Die letzten beiden Tage hatte er damit verbracht, in dem Protokollbuch zu lesen, das Saetan ihm gegeben hatte, und war überrascht gewesen, wie sehr sich die Regeln darin von denjenigen unterschieden, die man ihm in Terreille beigebracht hatte. Laut dieses Protokolls besaßen die Männer, trotz der starken Betonung der matriarchalen Ordnung der Angehörigen des Blutes, etliche Rechte und Privilegien, die dazu beitrugen, die Macht in einem gewissen Gleichgewicht zu halten. Dieser Umstand erklärte auch das erfrischende Fehlen angstvoller Unterwürfigkeit bei den hiesigen Männern. Sie begriffen die Grenzen, die annehmbares männliches Verhalten umrissen, und innerhalb dieser Grenzen standen sie auf festem Boden und mussten sich nie fragen, was passieren würde, falls sie nicht mehr in der Gunst einer bestimmten Lady stehen sollten.

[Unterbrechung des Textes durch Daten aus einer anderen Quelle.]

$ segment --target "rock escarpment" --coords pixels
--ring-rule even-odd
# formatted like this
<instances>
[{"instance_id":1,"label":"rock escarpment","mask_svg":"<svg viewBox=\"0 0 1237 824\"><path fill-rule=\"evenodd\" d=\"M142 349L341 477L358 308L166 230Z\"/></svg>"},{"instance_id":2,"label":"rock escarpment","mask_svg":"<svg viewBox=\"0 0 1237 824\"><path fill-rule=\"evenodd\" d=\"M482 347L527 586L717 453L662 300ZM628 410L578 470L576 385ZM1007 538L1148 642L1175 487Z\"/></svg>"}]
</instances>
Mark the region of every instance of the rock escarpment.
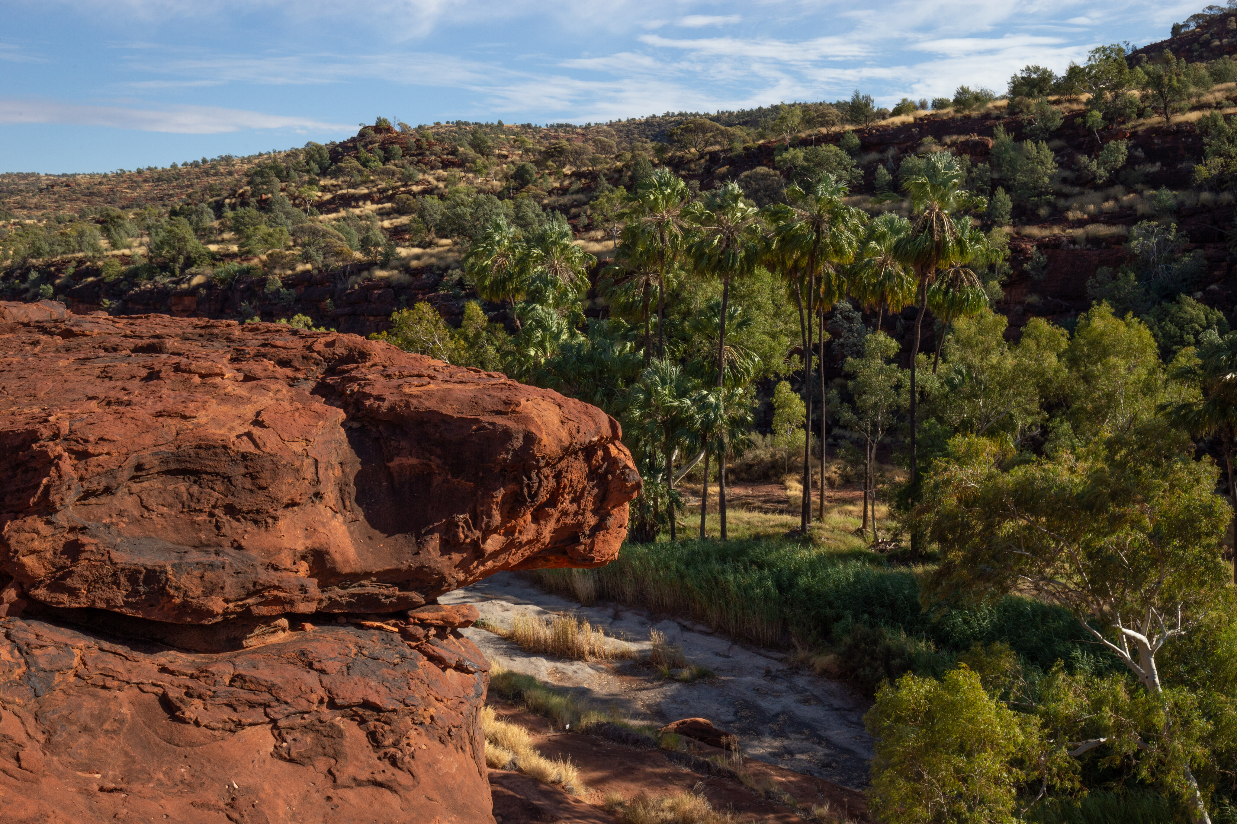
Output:
<instances>
[{"instance_id":1,"label":"rock escarpment","mask_svg":"<svg viewBox=\"0 0 1237 824\"><path fill-rule=\"evenodd\" d=\"M435 599L614 558L618 437L350 335L0 304L6 819L490 820Z\"/></svg>"}]
</instances>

Ebenso hatte ihn der Abschnitt im Protokoll überrascht, in dem es um die Männer des Ersten Kreises ging, weil in Terreille niemals auch nur im Entferntesten die Rede davon gewesen war.

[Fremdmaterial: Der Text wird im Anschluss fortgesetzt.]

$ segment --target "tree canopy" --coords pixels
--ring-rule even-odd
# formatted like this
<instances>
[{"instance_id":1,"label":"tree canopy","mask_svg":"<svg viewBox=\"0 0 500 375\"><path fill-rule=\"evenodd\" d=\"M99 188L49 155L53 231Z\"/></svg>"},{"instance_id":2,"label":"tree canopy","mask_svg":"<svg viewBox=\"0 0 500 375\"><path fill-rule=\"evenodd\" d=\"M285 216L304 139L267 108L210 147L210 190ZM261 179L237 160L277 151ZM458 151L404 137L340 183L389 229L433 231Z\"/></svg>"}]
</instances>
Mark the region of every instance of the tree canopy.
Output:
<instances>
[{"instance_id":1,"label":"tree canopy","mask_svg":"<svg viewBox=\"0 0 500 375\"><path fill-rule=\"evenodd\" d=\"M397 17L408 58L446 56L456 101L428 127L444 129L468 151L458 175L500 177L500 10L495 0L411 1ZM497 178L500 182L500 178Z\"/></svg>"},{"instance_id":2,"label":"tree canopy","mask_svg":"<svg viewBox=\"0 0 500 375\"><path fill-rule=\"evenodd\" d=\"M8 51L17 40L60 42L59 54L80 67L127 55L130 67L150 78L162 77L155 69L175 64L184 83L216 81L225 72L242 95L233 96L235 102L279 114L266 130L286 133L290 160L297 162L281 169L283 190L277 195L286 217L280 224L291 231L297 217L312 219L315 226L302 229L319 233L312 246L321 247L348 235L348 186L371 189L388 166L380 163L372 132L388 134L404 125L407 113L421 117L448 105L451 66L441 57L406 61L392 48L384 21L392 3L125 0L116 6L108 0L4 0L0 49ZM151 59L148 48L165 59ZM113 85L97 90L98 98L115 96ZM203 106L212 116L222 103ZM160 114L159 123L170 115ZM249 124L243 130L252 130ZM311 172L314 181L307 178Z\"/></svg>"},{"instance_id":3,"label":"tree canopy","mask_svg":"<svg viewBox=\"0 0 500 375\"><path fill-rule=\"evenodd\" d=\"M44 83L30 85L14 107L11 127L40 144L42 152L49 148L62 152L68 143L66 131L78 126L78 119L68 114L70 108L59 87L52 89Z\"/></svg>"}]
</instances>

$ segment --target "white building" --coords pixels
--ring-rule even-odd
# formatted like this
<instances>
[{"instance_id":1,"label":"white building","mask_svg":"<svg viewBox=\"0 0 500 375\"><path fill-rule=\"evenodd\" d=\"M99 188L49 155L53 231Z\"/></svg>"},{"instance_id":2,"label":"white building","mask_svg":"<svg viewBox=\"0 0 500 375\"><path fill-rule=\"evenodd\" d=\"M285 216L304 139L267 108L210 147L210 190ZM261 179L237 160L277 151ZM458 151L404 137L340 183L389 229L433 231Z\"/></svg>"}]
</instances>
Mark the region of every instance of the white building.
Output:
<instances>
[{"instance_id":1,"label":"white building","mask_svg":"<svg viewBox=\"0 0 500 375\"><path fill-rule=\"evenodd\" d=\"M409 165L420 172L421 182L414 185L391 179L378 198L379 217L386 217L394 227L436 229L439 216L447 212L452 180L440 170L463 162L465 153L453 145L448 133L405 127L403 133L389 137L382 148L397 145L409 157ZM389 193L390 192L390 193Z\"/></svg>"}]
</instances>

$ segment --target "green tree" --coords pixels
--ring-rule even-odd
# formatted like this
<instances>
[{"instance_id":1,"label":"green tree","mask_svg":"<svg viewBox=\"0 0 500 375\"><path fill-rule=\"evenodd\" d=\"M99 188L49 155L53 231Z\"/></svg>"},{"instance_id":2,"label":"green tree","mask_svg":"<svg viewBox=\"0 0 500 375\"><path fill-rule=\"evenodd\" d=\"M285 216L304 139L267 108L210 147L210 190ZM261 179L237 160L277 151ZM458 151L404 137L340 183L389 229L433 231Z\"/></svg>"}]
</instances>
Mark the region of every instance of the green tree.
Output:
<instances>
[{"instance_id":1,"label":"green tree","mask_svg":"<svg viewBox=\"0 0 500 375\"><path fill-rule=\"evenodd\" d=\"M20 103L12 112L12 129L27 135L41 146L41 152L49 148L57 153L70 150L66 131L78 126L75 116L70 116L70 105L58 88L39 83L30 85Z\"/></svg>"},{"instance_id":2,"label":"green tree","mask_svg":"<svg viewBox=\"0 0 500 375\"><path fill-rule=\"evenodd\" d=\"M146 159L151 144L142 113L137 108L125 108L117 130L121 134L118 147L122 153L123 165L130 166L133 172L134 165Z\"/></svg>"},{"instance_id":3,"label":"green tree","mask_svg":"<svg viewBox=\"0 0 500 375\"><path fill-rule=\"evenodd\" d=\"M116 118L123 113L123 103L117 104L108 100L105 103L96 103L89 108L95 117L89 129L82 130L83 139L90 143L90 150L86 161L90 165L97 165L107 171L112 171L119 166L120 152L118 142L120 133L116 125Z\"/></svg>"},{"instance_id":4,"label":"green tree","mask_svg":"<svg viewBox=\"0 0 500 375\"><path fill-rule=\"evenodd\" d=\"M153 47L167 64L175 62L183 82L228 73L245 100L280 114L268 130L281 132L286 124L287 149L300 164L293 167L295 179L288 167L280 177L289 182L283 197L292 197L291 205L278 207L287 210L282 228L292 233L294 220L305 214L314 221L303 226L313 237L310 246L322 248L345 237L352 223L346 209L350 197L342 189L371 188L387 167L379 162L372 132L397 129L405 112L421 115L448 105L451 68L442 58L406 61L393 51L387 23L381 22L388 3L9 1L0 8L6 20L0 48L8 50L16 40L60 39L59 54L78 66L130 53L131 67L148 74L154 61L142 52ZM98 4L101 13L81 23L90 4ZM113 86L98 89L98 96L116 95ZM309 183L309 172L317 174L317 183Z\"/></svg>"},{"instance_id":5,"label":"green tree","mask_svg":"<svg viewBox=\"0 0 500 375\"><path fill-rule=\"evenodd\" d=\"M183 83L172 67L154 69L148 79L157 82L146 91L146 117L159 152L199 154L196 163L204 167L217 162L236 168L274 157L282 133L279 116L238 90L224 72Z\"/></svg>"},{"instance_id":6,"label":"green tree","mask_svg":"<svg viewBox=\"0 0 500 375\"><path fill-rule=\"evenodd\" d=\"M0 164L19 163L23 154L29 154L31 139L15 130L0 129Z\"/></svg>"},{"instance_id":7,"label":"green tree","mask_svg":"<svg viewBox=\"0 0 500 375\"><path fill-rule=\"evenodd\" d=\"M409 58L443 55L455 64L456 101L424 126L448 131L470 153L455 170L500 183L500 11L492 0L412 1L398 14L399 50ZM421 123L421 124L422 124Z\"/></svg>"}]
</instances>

Ein Satz darin fasste die Hingabe eines Mannes an den offiziellen Dienst zusammen: Dein Wille ist mein Leben. Dies gab der Königin das Recht, mit dem Mann zu verfahren, wie immer es ihr beliebte, ja, selbst ihn zu töten. Das war nicht neu, und in Terreille handelte es sich dabei durchaus um eine reale Gefahr. Der Unterschied bestand in dem Einverständnis der Königin, dass sie nicht nur den Mann annahm, sondern auch sein Recht, im Gegenzug ihre Entscheidungen und ihr Leben mitzubestimmen. Wenn eine Königin einen Befehl erteilte, und die Mehrheit der Männer ihres Ersten Kreises sich widersetzte, konnte sie sich entweder in deren Entscheidung fügen oder sie aus ihrem Hof entlassen. Doch sie konnte sie nicht deshalb belangen, weil sie sich widersetzt hatten!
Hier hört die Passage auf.